I wish people would not be so worried when their guy or girl looks at others. It simply means that they have a healthy idea of what they like and don't like, and notice that in others. Instead of freaking out when your mate looks at another, why not address it and ASK what they find attractive about that other person? You may just find out that your honey likes the others long hair. You may find out that they think that other looks like a tramp, and they wonder if they are one. Don't shy from it ladies, address it head on and it may give you a chance to draw your mate closer to you. You can always spice it up with a long haired wig, or by dressing like that tramp and rocking his world! One time I got busted checking out another Butch woman that had some sexy looking chains at her waist, and a leather coat. At first my wife was upset, but I explained what I found attractive about the other woman. Imagine my suprise when she showed up for bed one night dressed in leather and chains! It was an amazing fantasy for me, and made me realize just what a keeper I had.


----------



## chip (Oct 12, 2011)

android654 said:


> Because women never ogle.



Actually, I chose men because of the situations I have been in


----------



## chip (Oct 12, 2011)

android654 said:


> You haven't heard? If you don't have eyes for one person at a time you're clearly a degenerate.
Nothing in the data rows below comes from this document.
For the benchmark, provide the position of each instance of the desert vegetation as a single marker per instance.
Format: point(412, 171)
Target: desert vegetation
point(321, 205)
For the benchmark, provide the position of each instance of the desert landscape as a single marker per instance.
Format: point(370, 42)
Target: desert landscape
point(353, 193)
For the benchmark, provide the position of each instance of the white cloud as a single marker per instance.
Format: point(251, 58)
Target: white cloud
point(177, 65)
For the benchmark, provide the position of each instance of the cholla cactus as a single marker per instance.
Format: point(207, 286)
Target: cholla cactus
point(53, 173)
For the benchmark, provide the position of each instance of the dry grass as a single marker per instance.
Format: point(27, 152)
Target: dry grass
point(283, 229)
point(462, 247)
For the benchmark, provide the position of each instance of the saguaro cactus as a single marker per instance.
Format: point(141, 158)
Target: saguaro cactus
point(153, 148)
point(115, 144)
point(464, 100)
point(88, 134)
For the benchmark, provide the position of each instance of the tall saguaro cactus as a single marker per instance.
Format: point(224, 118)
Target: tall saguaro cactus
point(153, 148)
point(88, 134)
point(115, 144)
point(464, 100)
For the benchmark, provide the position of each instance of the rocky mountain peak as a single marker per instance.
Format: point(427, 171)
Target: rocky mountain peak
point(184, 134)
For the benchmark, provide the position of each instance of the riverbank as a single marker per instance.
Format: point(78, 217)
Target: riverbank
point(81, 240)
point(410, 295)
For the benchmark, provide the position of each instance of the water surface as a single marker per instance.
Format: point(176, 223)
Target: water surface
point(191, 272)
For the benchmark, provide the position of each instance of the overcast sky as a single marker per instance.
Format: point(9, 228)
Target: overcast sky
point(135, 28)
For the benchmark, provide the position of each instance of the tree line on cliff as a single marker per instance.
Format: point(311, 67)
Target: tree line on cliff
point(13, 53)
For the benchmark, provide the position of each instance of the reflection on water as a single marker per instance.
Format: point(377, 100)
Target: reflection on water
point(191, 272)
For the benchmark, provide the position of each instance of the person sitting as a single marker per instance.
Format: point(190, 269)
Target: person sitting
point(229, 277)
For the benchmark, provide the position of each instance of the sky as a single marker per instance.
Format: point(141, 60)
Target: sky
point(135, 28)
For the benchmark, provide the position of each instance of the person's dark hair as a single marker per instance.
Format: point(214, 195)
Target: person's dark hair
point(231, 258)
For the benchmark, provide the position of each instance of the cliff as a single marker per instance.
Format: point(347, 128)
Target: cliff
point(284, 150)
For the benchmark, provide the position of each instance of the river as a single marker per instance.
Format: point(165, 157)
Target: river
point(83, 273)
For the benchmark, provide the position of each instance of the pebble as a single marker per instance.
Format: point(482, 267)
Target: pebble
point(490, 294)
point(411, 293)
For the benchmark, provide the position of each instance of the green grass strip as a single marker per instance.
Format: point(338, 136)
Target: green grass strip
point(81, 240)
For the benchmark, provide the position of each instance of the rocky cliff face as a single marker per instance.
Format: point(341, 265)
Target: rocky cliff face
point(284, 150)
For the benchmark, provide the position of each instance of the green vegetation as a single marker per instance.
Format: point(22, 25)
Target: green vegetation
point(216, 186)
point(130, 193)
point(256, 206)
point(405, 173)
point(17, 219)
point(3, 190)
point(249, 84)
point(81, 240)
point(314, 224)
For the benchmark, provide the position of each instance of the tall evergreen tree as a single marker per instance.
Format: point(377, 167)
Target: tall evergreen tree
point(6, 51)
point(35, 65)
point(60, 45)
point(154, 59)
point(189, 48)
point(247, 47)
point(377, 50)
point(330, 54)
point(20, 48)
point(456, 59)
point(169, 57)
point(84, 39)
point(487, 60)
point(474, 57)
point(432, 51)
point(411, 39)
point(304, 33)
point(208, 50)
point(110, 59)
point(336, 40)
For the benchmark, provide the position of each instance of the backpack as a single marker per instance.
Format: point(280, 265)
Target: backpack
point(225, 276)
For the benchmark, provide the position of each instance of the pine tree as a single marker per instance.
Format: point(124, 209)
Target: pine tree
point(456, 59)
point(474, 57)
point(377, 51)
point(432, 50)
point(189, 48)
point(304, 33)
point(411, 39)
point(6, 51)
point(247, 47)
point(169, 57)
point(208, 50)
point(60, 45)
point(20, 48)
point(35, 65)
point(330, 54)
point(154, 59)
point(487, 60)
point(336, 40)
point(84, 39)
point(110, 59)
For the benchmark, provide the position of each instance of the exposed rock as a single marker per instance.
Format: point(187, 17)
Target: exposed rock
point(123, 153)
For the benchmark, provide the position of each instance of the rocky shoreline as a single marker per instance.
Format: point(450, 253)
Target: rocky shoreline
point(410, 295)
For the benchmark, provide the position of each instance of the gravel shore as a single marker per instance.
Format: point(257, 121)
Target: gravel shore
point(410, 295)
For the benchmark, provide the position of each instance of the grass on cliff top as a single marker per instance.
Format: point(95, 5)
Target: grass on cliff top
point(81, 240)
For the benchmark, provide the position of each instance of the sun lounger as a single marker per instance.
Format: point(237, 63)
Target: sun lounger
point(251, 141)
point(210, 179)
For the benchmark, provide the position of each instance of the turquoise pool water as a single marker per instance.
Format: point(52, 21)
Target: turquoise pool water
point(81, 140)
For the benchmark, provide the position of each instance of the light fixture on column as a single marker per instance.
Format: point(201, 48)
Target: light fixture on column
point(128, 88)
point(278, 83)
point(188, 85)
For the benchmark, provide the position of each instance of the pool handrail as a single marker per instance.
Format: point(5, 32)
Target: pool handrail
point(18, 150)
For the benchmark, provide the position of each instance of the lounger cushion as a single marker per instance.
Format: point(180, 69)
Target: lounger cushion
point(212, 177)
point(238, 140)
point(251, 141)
I actually don't believe in having eyes for anyone else but that is my stance, that is how I feel because I believe there are demisexuals that exist. There are always exceptions to the rules, I just wanted to see what everyone else thought.


----------



## sriracha (Sep 19, 2010)

What about men who are blind?


----------



## lastman (Apr 25, 2012)

Hmmm. Sounds like an experiment. Let me get into a relationship and get back to ya*

*Don't hold your breath...


----------



## chip (Oct 12, 2011)

rawr_sheila said:


> What about men who are blind?


I'm sure they could still fantasize, if they were born blind, not so much. I consider fantasizing the same as ogling, it's forming a sexual image of a woman/man in your mind to scan.


----------



## Promethea (Aug 24, 2009)

android654 said:


> You haven't heard?* If you don't have eyes for one person at a time you're clearly a degenerate.*




I didn't see anyone even *imply* _that_ in this thread -- op is merely asking if there are exceptions to the stereotype that "everyone does it" so theres no need to attack her.

Anyway, the answer is that sure, some do it, some don't.


----------



## chip (Oct 12, 2011)

Promethea said:


> [/B]
> 
> I didn't see anyone even *imply* _that_ in this thread -- op is merely asking if there are exceptions to the stereotype that "everyone does it" so theres no need to attack her.
> 
> Anyway, the answer is that sure, some do it, some don't.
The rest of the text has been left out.